Добрый квасок - Домнина Ирина 2 стр.


   Катя умудряется вывернуться ко мне лицом, но её засасывает ещё глубже.

   "Не шевелись", - хочу крикнуть я, но вместо слов горлом идёт какое-то рычание:

   - Ны-а-а, н-ны...

   По затылку изморозь гуляет.

   - Помоги, помоги, - молит Катя.

   А я застреваю студнем. И душой рад бы рвануть на призыв, да глубинное чутьё скручивает страхом и держит на месте.

   Девушка по грудь в болотной жиже. Уже бы и лицо её в ночи потерял, но оно почему-то из загорелого превратилось в белое фарфоровое пятно и едва ли не светится в темноте. Глаза на нём теперь просто огромные. Распахнутые в зовущей тоске, вот только взор совсем чёрный, как болотная ночная хлябь.

   - Помоги, помоги, - скулит Катя и руки ко мне тянет.

   - Да что же это, - с меня словно слетает забытьё, - хоть бы корягу какую, -лихорадочно озираюсь по сторонам. Но не видно коряг, вообще дальше двух метров ничего не видно. И самого меня по густой жиже мотает, засасывает. Вроде по колено только вязну, а того гляди упаду.

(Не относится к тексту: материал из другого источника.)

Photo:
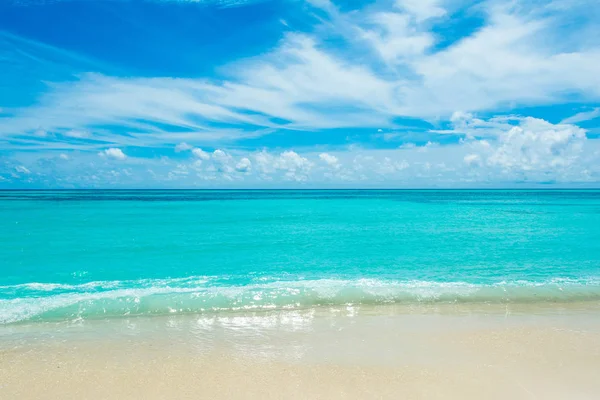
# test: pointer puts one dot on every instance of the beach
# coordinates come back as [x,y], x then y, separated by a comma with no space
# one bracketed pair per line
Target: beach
[302,294]
[442,352]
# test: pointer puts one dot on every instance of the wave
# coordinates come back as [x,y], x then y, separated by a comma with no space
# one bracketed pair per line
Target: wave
[55,301]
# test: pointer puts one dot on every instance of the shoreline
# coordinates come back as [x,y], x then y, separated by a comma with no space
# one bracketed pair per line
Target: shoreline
[352,352]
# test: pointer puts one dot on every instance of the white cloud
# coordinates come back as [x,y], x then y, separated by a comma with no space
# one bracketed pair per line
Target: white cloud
[582,116]
[422,9]
[244,165]
[307,84]
[530,151]
[330,160]
[537,145]
[113,153]
[183,146]
[77,133]
[472,159]
[201,154]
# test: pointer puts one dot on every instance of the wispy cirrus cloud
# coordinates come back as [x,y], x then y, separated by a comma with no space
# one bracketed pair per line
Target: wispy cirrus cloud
[363,68]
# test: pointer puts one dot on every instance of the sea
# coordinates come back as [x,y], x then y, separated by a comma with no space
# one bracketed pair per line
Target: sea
[96,254]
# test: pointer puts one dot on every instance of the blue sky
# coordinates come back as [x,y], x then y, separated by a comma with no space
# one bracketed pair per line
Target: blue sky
[299,93]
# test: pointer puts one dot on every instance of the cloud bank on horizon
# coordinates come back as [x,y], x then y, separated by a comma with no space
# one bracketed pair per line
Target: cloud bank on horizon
[299,93]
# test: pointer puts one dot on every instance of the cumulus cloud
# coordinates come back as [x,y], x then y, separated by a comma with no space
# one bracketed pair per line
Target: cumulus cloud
[538,145]
[309,85]
[527,150]
[201,154]
[330,160]
[244,165]
[582,116]
[114,153]
[183,146]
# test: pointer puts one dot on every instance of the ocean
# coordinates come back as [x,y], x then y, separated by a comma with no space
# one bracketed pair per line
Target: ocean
[94,254]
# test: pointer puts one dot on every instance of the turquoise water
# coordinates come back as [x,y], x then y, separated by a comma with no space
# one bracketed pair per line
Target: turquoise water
[95,254]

   Вдруг, смачно хлюпая по грязи, на границе видимости возникает Катина мать. В руках длинная добрая коряга. Тычет ей в меня.

   - Хватайся и назад отступай. Хватайся, говорю!

   - Катю, Катю спасайте! Ур-ру, - в горле клинит, хриплю и затыкаюсь, потому что снова рычу вместо слов.

   - Не пускай её, не пускай, - писклявым не своим голосом причитает Катя.

   Но я ничего не успеваю сделать. Её мать сноровисто бочком обогнула меня, и как шарахнет родную дочь по темечку корягой.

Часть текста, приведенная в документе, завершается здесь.